Fast and Forgettable: A Controlled Study of Novices' Performance, Learning, Workload, and Emotion in AI-Assisted and Human Pair Programming Paradigms

Code-generating Artificial Intelligence has gained popularity within both professional and educational programming settings over the past several years. While research and pedagogy are beginning to cope with this change, computing students are left to bear the unforeseen consequences of AI amidst a dearth of empirical evidence about its effects. Though pair programming between students is well studied and known to be beneficial to self-efficacy and academic achievement, it remains underutilized and further threatened by the proposition that AI can replace a human programming partner. In this paper, we present a controlled pair programming study with 22 participants who wrote Python code under time pressure in teams of two and individually with GitHub Copilot for 20 minutes each. They were incentivized by bonus compensation to balance performance with understanding and were retested individually on the programming tasks after a retention interval of one week. Subjective measures of workload and emotion as well as objective measures of performance and learning (retest performance) were collected. Results showed that participants performed significantly better with GitHub Copilot than their human teammate, and several dimensions of their workload were significantly reduced. However, the emotional effect of the human teammate was significantly more positive and arousing as compared to working with Copilot. Furthermore, there was a nonsignificant absolute retest performance reduction in the AI condition and a larger retest performance decrement in the AI condition. We recommend that educators strongly consider revisiting pair programming as an educational tool in addition to embracing modern AI.

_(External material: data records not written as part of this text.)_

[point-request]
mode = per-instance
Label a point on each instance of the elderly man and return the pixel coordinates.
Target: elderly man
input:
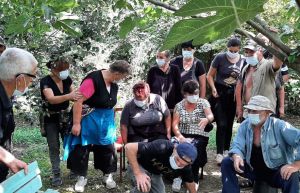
(146, 117)
(165, 80)
(265, 149)
(17, 71)
(257, 78)
(149, 161)
(2, 45)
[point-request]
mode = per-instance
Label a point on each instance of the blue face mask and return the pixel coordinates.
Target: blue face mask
(232, 55)
(254, 119)
(252, 60)
(160, 62)
(63, 75)
(187, 54)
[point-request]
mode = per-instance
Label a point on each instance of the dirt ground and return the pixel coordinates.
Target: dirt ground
(211, 183)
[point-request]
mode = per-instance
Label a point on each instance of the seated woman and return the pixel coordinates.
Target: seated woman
(146, 117)
(192, 119)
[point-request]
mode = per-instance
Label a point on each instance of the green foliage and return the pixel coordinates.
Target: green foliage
(208, 28)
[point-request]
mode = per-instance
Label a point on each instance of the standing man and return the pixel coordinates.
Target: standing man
(190, 67)
(164, 79)
(2, 45)
(257, 78)
(17, 71)
(265, 149)
(150, 160)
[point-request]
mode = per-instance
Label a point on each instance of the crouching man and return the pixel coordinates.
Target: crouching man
(149, 161)
(265, 149)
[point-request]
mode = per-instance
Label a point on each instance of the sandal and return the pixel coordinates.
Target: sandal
(246, 184)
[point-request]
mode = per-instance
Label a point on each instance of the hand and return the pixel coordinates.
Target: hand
(75, 95)
(237, 162)
(281, 112)
(76, 129)
(181, 139)
(203, 123)
(287, 170)
(215, 93)
(239, 113)
(16, 165)
(143, 182)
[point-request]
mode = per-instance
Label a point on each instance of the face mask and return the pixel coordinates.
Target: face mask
(187, 54)
(254, 119)
(64, 74)
(232, 55)
(173, 163)
(192, 98)
(252, 60)
(19, 93)
(140, 103)
(160, 62)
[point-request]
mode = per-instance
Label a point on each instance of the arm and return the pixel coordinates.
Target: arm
(281, 101)
(142, 179)
(175, 128)
(210, 79)
(10, 161)
(124, 133)
(77, 112)
(168, 126)
(191, 187)
(238, 98)
(202, 81)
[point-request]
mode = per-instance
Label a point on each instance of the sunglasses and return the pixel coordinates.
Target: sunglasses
(27, 74)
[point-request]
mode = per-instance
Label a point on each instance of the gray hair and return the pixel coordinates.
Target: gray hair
(14, 61)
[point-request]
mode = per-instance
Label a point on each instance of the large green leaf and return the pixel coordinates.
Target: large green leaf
(203, 30)
(126, 26)
(195, 7)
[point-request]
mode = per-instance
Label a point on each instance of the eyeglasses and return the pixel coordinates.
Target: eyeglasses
(27, 74)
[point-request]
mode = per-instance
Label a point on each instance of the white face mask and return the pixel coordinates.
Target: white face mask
(173, 163)
(254, 119)
(187, 54)
(140, 104)
(252, 60)
(232, 55)
(160, 62)
(192, 98)
(63, 75)
(19, 93)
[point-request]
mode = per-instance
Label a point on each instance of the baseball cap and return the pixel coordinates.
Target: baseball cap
(259, 103)
(186, 150)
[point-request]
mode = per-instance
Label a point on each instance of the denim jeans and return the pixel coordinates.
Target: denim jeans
(157, 183)
(231, 184)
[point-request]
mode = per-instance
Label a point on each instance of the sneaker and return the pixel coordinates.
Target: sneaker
(109, 181)
(176, 186)
(56, 180)
(219, 158)
(81, 182)
(225, 154)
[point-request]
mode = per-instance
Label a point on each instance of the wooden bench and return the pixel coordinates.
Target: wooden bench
(21, 183)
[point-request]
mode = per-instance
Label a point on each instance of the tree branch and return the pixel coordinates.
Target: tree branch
(270, 35)
(281, 55)
(164, 5)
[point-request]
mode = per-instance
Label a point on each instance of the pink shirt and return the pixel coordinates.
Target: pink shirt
(87, 88)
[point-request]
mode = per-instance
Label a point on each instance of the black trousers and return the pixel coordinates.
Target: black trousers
(224, 114)
(105, 159)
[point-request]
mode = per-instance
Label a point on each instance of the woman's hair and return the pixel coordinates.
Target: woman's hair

翻译：近年来，代码生成型人工智能在专业和教育编程环境中日益普及。尽管研究和教学法开始应对这一变革，但由于缺乏关于其影响的实证证据，计算机科学专业的学生不得不承受人工智能带来的意外后果。尽管学生之间的结对编程已被充分研究，且已知对自我效能感和学业成就有益，但其应用仍不充分，并且因人工智能可以取代人类编程搭档的提法而进一步受到威胁。本文报告了一项受控结对编程研究，22名参与者在时间压力下分别以两人小组形式以及与GitHub Copilot单独配合编写Python代码，每次持续20分钟。他们通过额外奖励来平衡表现与理解，并在为期一周的保留间隔后对编程任务进行单独复测。我们收集了工作负荷和情绪的主观测量数据，以及表现和学习（复测表现）的客观测量数据。结果显示，参与者在与GitHub Copilot合作时的表现显著优于与人类搭档合作，且其工作负荷的多个维度显著降低。然而，与Copilot合作相比，人类搭档带来的情绪效应显著更积极、更令人兴奋。此外，在AI条件下，复测表现的绝对下降不显著，但复测表现降幅更大。我们建议教育工作者在拥抱现代人工智能的同时，应强烈考虑重新将结对编程作为一种教育工具。